Many things have been tried to practically no effect:
* $10k bonuses per child (Singapore), or for 2nd / 3rd children (Russia)
* 3 years paid parental leave (France)
* 480 days paid leave at 80% wage (Sweden)
* Income tax exemption for mothers with 4 or more kids (Hungary)
* Free state paid child care (France, Germany, Sweden, Norway, Finland, Estonia)
* Free IVF (most EU countries)
* $750 / month payments per child (South Korea)
And essentially none of these have moved the needle. Often they don’t have any positive impact at all on rates, fertility still declines, but slower. The most any fertility intervention does if they are positive is to buff rates by ~5-10% or so for 1-3 years, after which fertility rates collapse and resume the same trajectory they were on before.
Saying "hey guys, if we solve this, the hardest social problem every developed country in the world has faced unsucessfully so far, we'll be doing great!" doesn't really speak to any realistic assessment of the problem.
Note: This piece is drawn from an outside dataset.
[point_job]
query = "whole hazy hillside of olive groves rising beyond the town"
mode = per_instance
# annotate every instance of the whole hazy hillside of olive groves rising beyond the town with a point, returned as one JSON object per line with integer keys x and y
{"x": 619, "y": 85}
We may as well just shrug and say "AI will solve it," because after all if we get super-intelligent aligned AI and UBI all Americans so nobody needs to work if they don't want to, we'll be doing great, too!
Also, if unicorns existed and dispensed precious metals and fine Swiss chocolates, and everyone had a little herd of them, we'd be doing great in that future, too!
Hungary's TFR has been bumped up when you control for the number of women of fertile age remaining in the country, but I'll agree that most pro-natal incentives have had pretty modest effects. (On the cultural side, it's also highly unclear that MAXIMUM FREEEEEEDOM is supposed to be the solution here, given that family formation inherently creates obligations and bonds you can't get responsibly away from.)
At the same time, countries can't just throw their hands up and declare 'nothing is to be done' about the single most pressing problem of our age (unless we figure out some way to abolish the ageing process.)
I think Elon tweeted something about Mongolia and Georgia noticeably raising fertility rates through medals of honour and religious endorsements, so maybe some of that is replicable elsewhere? Native Swedes are around replacement at the top end of the SES spectrum as well, apparently.
http://news.bbc.co.uk/2/hi/europe/7964302.stm
https://theworld.org/stories/2016/08/01/mongolia-where-motherhood-merits-medal
...2.69 TFR, up from 1.95, is pretty respectable.
Yes. The fundamental problem is cultural, and low fertility is just the symptom that's easiest to measure.
"The governments of other nations are certainly realizing that demography accounts for a substantial part of national destiny."
Pronatalism, yes, but quality over quantity.
Especially more white children.
A trifle jingoistic. That is, too partisan for my liking, though I concur the birth rate will rise when when children and family are valued more.
Generally agree with the thrust of this article, but it’s cringe that you associate protectionism and immigration restrictions with high wages. Aporia articles often seem opposed to the mainstream consensus in economics on trade and immigration, without really providing evidence for this opposition.
If you’re suggesting that the mainstream position on immigration is that it raises wages then you’re the one that needs to explain your cringe take.
Supply of labor goes up, price of labor goes down. Consider yourself explained.
It’s pretty self-evident that immigration restrictionism benefits native-born poor and working classes while mass immigration benefits those business interests who profit off cheap immigrant labor. Neoliberal economics and foreign policy are socially and economically destructive on multiple levels to ordinary people while beneficial for certain wealthy individuals and corporate interests.
There are certain conditions where immigration can long-term raise wages if and when the migrants in question start new companies or invent new goods/services, raise GDP, et cetera, but this is also something of a zero-sum game at the global level.